General McConville said: “If a country itself doesn’t believe in what they want to do, their people are not willing to defend their country, then that makes it very, very challenging for people to help them in that situation.”

When asked about the contrasts between Afghanistan, which fell immediately to the Taliban as the President fled, and Ukraine, he said leadership was critical.

“Leaders stayed in the country,” he said of Ukraine.

There has been a public outpouring of support for Ukraine in Taiwan since Russia launched its invasion.Credit:AP

“Military aged-men stayed and defended their country and there was a feeling within that country that the right thing to do was that you had to stay,” he said.

McConville said the United States and its allies had been training the Ukrainians for seven years and that they had developed significant military capabilities as a result.

General Sir Mark Carleton-Smith KCB CBE, Chief of the General Staff. Credit:Policy Exchange

“They have capabilities, they have capacities but the will.”

He said this was in contrast to Russian conscripts amid widespread reports of soldiers abandoning the battlefield.

“They are very, very challenged with their morale right now,” he said.

Western officials have said the Russians abandoned huge amounts of military equipment, including tanks as they withdrew from northern Ukraine to regroup for their assault on the Donbass in Ukraine’s east.

Carleton-Smith said the rapid and united Western response to Ukraine set a precedent for other authoritarian regimes, including China and Iran, who are out to challenge and upset the current international order.

Predicting a frozen conflict or stalemate in Ukraine that would enable the Russians to claim a measure of success and use the area as a launch point for subsequent campaign.
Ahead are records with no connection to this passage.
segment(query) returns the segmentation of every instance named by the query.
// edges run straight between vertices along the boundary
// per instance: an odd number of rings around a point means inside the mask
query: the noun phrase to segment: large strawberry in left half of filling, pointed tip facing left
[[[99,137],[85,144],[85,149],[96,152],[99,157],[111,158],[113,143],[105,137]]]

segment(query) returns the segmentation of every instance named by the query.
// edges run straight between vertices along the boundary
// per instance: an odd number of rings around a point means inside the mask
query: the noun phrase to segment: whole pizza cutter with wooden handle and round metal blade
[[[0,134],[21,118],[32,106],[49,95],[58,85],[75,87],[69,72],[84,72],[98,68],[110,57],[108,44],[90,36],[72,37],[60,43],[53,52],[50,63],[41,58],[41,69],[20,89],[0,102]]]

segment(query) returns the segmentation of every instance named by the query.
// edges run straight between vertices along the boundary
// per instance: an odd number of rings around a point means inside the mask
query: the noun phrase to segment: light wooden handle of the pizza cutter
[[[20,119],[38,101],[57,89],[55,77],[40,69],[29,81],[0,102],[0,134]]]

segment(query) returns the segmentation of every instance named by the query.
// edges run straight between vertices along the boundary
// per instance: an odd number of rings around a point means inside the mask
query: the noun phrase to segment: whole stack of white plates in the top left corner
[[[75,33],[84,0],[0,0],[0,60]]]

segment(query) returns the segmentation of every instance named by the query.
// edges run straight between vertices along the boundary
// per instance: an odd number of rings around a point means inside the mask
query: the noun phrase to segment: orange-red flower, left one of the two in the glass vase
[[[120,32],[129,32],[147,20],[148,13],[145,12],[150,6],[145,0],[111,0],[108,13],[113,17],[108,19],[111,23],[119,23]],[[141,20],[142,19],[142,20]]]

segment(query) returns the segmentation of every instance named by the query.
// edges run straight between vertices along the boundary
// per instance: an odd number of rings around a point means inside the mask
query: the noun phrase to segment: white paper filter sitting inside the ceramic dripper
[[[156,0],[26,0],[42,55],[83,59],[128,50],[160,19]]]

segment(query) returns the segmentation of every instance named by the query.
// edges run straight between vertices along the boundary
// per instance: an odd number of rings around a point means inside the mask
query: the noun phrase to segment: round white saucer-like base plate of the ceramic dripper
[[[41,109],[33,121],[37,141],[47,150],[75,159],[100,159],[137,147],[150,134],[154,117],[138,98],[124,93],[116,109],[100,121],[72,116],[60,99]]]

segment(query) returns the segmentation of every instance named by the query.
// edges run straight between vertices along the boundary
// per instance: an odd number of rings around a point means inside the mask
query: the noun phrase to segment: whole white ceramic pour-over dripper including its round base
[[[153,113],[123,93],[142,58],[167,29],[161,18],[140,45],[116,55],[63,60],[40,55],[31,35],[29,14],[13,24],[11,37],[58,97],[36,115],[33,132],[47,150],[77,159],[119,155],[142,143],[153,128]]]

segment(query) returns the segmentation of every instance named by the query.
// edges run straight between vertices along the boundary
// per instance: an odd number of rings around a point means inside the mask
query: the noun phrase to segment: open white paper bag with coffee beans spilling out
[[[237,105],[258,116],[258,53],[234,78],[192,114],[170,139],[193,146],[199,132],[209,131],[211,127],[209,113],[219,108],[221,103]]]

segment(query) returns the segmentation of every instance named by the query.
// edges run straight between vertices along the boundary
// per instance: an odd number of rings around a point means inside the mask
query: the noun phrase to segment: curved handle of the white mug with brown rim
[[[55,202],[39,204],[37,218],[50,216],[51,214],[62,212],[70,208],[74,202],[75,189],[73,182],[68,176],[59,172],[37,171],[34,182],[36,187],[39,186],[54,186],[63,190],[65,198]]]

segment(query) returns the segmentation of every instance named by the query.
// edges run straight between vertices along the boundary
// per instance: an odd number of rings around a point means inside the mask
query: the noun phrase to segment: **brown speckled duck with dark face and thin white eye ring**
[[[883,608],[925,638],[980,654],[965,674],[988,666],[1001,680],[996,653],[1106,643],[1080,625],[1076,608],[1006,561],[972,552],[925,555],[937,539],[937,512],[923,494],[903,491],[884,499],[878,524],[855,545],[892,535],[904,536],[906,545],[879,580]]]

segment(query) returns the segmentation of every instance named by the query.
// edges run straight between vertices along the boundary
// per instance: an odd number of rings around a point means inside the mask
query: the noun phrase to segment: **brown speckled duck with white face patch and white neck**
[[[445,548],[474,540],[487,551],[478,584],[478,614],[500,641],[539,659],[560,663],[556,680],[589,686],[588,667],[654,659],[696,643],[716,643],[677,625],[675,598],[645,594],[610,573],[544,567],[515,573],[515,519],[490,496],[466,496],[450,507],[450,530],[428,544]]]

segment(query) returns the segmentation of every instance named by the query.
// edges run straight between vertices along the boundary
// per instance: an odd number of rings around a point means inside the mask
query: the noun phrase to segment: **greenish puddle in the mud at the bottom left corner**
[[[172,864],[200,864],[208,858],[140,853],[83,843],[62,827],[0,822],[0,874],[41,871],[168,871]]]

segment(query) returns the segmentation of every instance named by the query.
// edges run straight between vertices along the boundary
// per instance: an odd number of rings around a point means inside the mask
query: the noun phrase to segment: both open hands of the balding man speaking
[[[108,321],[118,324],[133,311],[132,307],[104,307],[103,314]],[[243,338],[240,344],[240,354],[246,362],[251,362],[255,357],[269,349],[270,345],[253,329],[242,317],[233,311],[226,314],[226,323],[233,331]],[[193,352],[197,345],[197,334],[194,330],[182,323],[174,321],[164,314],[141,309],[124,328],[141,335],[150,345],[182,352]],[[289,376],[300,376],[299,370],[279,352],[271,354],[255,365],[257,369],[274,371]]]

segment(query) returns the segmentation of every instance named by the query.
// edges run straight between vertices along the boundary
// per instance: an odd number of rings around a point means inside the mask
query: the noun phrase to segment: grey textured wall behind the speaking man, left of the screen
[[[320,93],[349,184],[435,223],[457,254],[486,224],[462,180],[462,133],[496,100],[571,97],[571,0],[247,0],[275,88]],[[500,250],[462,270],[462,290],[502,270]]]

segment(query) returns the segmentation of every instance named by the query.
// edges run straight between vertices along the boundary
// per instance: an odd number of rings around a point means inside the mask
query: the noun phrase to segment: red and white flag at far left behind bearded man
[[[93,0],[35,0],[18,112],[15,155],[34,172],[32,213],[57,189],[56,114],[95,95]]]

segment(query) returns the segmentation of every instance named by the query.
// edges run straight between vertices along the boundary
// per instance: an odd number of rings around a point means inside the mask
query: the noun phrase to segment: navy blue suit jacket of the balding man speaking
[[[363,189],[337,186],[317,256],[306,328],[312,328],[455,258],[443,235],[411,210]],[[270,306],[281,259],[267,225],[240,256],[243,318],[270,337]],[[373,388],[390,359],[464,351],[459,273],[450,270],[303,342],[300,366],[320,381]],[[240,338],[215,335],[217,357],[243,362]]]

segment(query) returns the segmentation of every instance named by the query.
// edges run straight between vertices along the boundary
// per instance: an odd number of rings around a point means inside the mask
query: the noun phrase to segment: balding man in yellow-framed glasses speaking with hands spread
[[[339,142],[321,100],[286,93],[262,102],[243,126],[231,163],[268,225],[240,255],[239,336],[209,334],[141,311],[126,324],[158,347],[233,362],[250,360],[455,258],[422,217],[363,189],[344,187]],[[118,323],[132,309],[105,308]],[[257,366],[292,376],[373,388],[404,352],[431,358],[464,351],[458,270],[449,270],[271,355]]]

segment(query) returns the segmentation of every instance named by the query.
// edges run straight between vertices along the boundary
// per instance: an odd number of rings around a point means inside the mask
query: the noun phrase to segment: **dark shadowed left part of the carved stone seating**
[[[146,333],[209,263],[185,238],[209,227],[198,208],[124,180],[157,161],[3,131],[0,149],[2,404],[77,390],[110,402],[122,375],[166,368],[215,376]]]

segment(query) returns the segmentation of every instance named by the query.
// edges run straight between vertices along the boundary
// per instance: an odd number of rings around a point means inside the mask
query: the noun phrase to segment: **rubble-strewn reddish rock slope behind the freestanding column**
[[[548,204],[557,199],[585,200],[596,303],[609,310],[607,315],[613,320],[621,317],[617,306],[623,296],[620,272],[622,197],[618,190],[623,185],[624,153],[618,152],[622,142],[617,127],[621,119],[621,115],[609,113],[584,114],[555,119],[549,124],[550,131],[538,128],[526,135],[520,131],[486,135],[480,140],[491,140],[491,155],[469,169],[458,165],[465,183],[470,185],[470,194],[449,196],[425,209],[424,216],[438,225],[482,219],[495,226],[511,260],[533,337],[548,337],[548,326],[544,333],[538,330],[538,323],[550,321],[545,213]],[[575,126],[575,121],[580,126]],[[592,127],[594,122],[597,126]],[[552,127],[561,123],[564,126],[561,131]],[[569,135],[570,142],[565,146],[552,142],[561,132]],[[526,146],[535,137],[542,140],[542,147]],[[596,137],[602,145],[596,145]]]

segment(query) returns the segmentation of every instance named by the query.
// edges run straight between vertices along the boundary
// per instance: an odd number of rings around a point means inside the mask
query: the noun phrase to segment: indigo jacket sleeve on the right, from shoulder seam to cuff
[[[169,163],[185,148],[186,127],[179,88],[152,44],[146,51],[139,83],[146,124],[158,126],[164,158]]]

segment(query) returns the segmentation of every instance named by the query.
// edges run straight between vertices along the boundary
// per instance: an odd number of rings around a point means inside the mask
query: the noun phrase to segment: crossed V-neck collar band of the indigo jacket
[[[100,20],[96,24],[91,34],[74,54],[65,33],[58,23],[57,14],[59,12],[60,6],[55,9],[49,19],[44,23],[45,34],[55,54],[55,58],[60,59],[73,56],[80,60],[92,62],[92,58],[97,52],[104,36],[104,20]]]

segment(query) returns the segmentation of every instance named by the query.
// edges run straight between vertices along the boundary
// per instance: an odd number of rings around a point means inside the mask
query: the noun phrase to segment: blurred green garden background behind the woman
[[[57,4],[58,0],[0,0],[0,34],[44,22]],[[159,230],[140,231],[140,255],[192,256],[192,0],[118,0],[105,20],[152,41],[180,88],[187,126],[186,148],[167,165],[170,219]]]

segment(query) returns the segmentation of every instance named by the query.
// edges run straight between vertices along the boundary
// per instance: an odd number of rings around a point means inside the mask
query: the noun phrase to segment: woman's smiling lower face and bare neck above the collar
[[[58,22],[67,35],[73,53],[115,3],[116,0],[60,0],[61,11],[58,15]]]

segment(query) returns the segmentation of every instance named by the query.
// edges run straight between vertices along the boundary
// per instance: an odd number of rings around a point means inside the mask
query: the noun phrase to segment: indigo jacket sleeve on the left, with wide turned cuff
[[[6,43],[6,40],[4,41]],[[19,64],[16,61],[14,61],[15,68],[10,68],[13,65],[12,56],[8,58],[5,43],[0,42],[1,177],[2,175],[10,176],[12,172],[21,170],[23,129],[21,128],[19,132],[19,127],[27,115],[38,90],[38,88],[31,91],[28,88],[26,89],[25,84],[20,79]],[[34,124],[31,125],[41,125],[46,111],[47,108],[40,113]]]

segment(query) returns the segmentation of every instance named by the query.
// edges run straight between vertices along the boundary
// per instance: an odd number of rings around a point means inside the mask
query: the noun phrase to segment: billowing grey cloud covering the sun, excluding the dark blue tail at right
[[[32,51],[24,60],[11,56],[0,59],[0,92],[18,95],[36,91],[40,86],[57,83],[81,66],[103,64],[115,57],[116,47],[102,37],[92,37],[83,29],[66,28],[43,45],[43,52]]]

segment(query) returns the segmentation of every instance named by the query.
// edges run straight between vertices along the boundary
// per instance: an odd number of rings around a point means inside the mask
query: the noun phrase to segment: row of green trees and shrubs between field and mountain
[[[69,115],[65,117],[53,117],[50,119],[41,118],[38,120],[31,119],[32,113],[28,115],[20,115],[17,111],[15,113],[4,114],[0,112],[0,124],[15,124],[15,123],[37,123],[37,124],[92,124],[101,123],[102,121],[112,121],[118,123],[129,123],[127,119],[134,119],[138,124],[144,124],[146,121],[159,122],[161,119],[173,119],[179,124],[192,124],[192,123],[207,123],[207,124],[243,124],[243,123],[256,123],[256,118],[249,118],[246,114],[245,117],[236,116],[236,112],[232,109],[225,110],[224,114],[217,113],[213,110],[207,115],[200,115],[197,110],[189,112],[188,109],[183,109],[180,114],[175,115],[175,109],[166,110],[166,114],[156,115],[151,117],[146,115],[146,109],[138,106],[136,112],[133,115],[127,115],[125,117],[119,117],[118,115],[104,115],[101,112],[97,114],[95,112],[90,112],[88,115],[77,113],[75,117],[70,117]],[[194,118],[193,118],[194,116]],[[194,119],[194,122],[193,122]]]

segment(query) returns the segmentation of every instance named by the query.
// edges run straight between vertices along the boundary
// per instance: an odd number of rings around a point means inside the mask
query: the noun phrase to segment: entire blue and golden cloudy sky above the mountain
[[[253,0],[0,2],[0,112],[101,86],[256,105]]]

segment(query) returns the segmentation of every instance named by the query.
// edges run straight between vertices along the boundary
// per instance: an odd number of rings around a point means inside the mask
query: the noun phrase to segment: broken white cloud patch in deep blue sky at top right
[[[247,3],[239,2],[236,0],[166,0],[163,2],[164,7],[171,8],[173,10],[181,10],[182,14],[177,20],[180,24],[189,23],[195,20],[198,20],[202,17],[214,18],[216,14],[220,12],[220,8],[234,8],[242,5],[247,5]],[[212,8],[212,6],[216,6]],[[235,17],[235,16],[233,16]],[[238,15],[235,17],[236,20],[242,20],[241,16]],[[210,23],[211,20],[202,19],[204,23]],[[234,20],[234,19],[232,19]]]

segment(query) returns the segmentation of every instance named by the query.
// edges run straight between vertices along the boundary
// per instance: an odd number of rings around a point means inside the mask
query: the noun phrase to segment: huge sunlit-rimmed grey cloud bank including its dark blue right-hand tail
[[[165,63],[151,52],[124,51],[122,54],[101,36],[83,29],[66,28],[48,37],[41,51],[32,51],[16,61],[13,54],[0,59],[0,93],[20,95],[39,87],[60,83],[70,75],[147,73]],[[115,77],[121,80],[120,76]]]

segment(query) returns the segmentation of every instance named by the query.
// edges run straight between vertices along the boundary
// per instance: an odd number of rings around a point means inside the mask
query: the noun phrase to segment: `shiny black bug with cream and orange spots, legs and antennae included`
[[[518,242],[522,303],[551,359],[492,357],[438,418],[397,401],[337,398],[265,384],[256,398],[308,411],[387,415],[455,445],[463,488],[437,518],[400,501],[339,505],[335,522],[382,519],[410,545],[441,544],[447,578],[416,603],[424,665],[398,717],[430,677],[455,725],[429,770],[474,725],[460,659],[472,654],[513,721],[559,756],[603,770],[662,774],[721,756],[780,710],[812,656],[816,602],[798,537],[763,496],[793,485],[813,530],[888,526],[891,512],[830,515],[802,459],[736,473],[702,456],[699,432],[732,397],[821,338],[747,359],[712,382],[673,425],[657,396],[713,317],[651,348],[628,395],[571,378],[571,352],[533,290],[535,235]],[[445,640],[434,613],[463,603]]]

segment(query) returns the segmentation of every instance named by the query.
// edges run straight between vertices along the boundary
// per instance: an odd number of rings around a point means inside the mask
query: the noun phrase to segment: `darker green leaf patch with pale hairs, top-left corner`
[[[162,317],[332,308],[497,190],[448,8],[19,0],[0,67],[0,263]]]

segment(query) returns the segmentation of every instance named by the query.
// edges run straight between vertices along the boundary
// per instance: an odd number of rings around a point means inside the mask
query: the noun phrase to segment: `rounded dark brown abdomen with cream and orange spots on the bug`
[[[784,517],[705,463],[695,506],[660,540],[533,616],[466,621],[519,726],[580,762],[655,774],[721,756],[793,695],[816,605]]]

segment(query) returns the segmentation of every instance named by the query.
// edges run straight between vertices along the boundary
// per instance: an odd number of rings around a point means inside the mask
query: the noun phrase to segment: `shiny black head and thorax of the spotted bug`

“And I don’t think the international community and Europe, is going to be able to live comfortably with a frozen conflict in Ukraine,” he said.

Russia is deploying General Aleksandr Dvornikov, who oversaw Russia’s Syrian intervention, to command the assault on the Donbas.

“As I understand it, he is creating a new headquarters to command the next phase of the campaign but he comes with a very brutal reputation from his previous performance in Syria,” Carleton Smith said.

He said he was surprised by the Russians’ “poor” performance because he thought that Russia would have learnt from the West’s Middle Eastern land interventions.

“The fact that they went all in with a strategy that really resembled Grozny, [Chechnya] as opposed to keyhole surgery I think has been a surprise.

He said the Russians were surprised by the West’s decision to release intelligence warning of Russia’s likely moves ahead of the invasion that they would previously have kept classified.

That must have surprised them,” he said. “They seem to lack low-level initiative,” he said.

He said that the Russians had “taken a hammering” during the six weeks since the invasion with between 10,000 – 15,000 killed and around 30,000 wounded.

“Those are very significant numbers in terms of reconstituting a capable and motivated force,” he said.

“Those are very difficult numbers, probably, to conceal from the families and the wider Russian public.”